One the challenges Adobe faces is answering the question, “Why AIR?” AIR’s ability to span the gap between the Web and the desktop — arguably its greatest strength — also makes it difficult to communicate the value proposition of the platform. If you focus on any single feature, it’s not clear why the current options wouldn’t suffice. Want cross-platform Win/Mac/Linux support? Write a browser-based app. Need local file access? Create a traditional desktop application. Want rich interactivity online? Use Ajax or Flex or (perhaps in the near future) Silverlight 2. And so on.
Of course, if you need several of these features bundled together in a single app, AIR becomes much more compelling. And while the question of “Why AIR?” wasn’t an explicit topic for any of the presentations at Engage 2008, a number of reasons for selecting the platform emerged throughout the day.
Several of the presenters emphasized the ease of development of AIR applications, particularly for developers coming from a Web background. Adobe CTO Kevin Lynch showed how you can drag and drop content between different AIR applications — something you can’t do with most browser apps or desktop apps today.
Alan Lewis from eBay showed eBay Desktop (formerly known as San Dimas), which officially launched the night before. Lewis emphasized that eBay used AIR not merely to provide offline support for a Web application but, rather, to create a user experience that is difficult to achieve inside the browser. Lewis showed how locally caching the data on eBay’s thousands of product categories allows the program to be highly responsive as the user browses quickly through the categories. When a set of items is returned from an online search query, eBay Desktop uses the PC’s local processing power to scan through the data and dynamically build a list of keyword groupings for further selection. And Lewis stressed that building a AIR-based application let his group create an application that worked “outside the browser paradigm.”
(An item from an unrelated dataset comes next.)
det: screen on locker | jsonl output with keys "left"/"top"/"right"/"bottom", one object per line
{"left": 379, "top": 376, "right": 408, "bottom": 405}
These points underscore why AIR makes sense as a platform for Web-based applications. To some extent, the notion of a “browser-based software application” is an oxymoron. And not just because of all the complications and inconsistencies of cross-browser scripting. The browser’s paradigm of moving forward and backward through scrollable pages is great for delivering online information, but is poorly adapted to creating a software application. It’s amazing how much we have done by stretching (or simply ignoring) the browser paradigm. Outlook Web Access provides many of the features of the Outlook client, but it never feels quite right. Zimbra’s use of Ajax comes a bit closer, but it’s still an imitation of a desktop client. Adobe’s own Flex lets you build true Web-based applications hosted in the browser, but at this point browser — with its scroll bars, Next and Prev buttons, and superfluous menus — is a vestigial appendage encasing the “real” software program. It’s time to take the next step.
AIR doesn’t mean the death of the browser. We’ll still use Web browsers for what they do best: displaying Web content a page at a time. But AIR may finally move Web-based applications out the browser to combine the capabilities of the Web and your personal computer into a single, seamless experience.